Dari persepsi inilah kemudian muncul perilaku, yaitu tindakan atau respons yang nyata sebagai konsekuensi dari bagaimana stimulus dipersepsikan. Perilaku adalah ekspresi eksternal dari interpretasi internal seseorang. Ketika perilaku ini diulang secara konsisten dari waktu ke waktu, ia akan menjadi otomatis dan tertanam kuat, membentuk sebuah kebiasaan. Kebiasaan terbentuk dari perilaku yang terus-menerus diperkuat oleh persepsi yang konsisten terhadap stimulus tertentu. Dengan demikian, persepsi adalah fondasi yang menentukan arah dan konsistensi perilaku kita.

Ayu Aryanti, seorang siswi SMK Akuntansi yang pintar namun hidup dalam keterbatasan ekonomi, menerima sebuah stimulus besar: kesempatan emas untuk hidup lebih baik, pendidikan terjamin hingga lulus SMK dan bahkan perguruan tinggi, tanpa beban biaya. Ia diangkat sebagai anak asuh KDM. Namun, setelah dua tahun berada dalam lingkungan KDM, Ayu memilih kembali ke rumah dan melanjutkan profesi orang tuanya sebagai penjual makaroni, dengan penghasilan yang sangat minim.

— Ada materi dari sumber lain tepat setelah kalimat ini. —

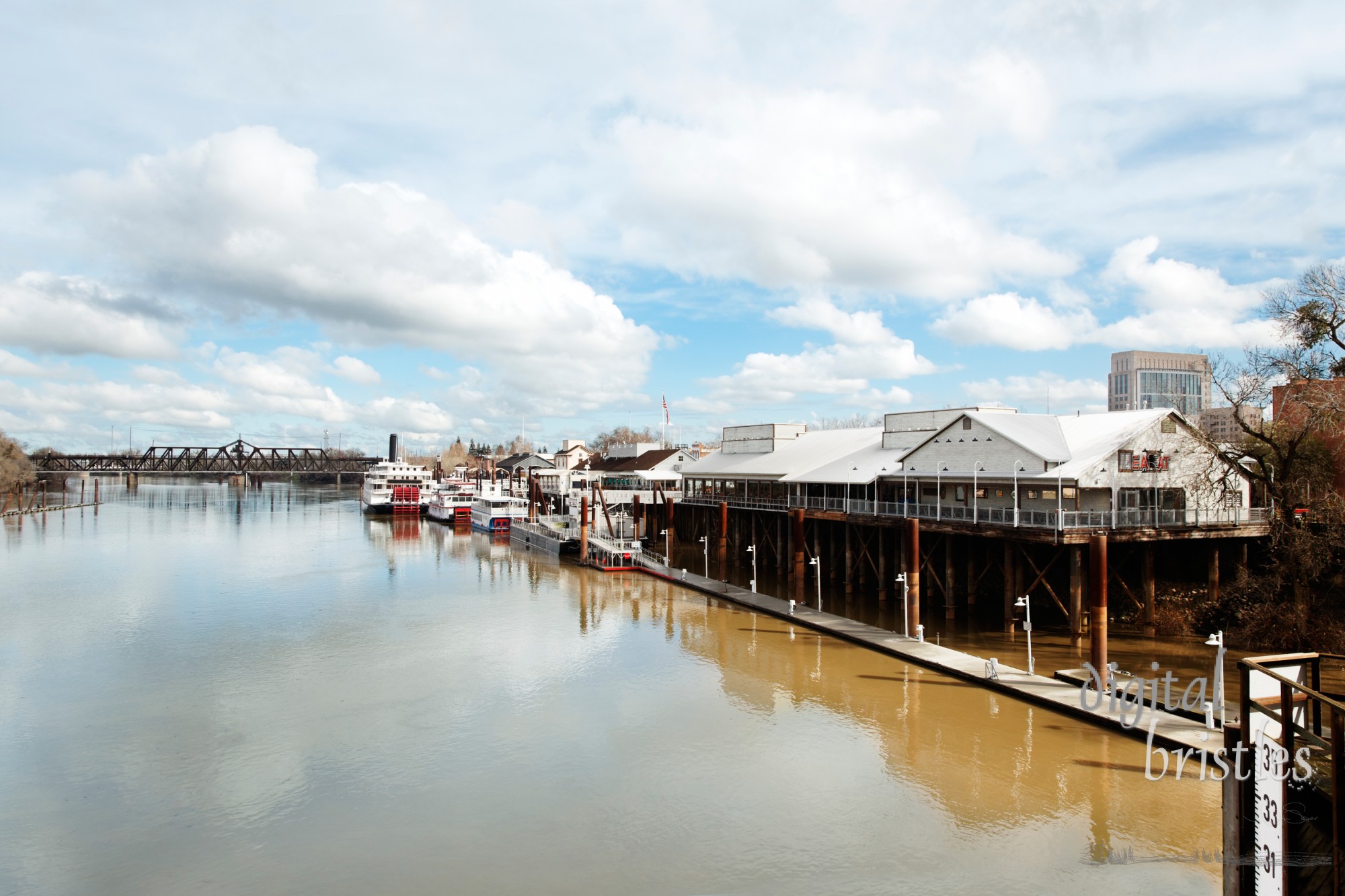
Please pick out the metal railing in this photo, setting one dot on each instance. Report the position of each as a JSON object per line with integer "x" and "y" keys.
{"x": 1312, "y": 837}
{"x": 615, "y": 545}
{"x": 1121, "y": 518}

Dalam kerangka penjelasan Bell, penolakan Ayu terhadap perubahan dapat dijelaskan melalui persepsinya. Meskipun dihadapkan pada stimulus yang menjanjikan masa depan cerah, Ayu kemungkinan besar mempersepsikan kesempatan tersebut sebagai ancaman terhadap identitasnya yang telah terbentuk. Ia mungkin merasa nyaman dengan status quo, atau nilai-nilai keluarga yang menekankan kesederhanaan dan kemandirian sejak dini memiliki pengaruh yang sangat kuat. Pendidikan tinggi dan kehidupan yang "berbeda" mungkin dipersepsikan sebagai sesuatu yang asing atau bahkan memisahkan dirinya dari akarnya. Persepsi ini, yang kemungkinan besar berakar pada pengalaman masa lalu dan sistem nilainya, memicu perilaku penolakan terhadap pendidikan lanjutan dan kembali ke zona nyamannya. Perilaku ini, yang konsisten dengan persepsinya, pada akhirnya mengukuhkan kebiasaan lamanya sebagai penjual makaroni. Dua tahun, meski waktu yang cukup lama, tidak cukup untuk mengubah persepsi inti Ayu tentang apa yang ia anggap "baik" atau "pantas" bagi masa depannya.

Berbeda dengan Ayu, sekelompok remaja "unik"—yang memiliki riwayat kenakalan, tawuran, atau penyalahgunaan minuman keras—menunjukkan perubahan perilaku yang signifikan. Mereka "dipaksa" atau diserahkan orang tua untuk masuk barak militer di bawah pengawasan KDM. Stimulus yang mereka terima adalah lingkungan yang sangat terstruktur, disiplin ketat, dan program pembinaan intensif yang meliputi kedisiplinan, doa, olahraga, dan belajar. Bagi yang tidak memiliki orang tua, KDM bahkan menjadi ayah angkat dan menjamin pendidikan mereka.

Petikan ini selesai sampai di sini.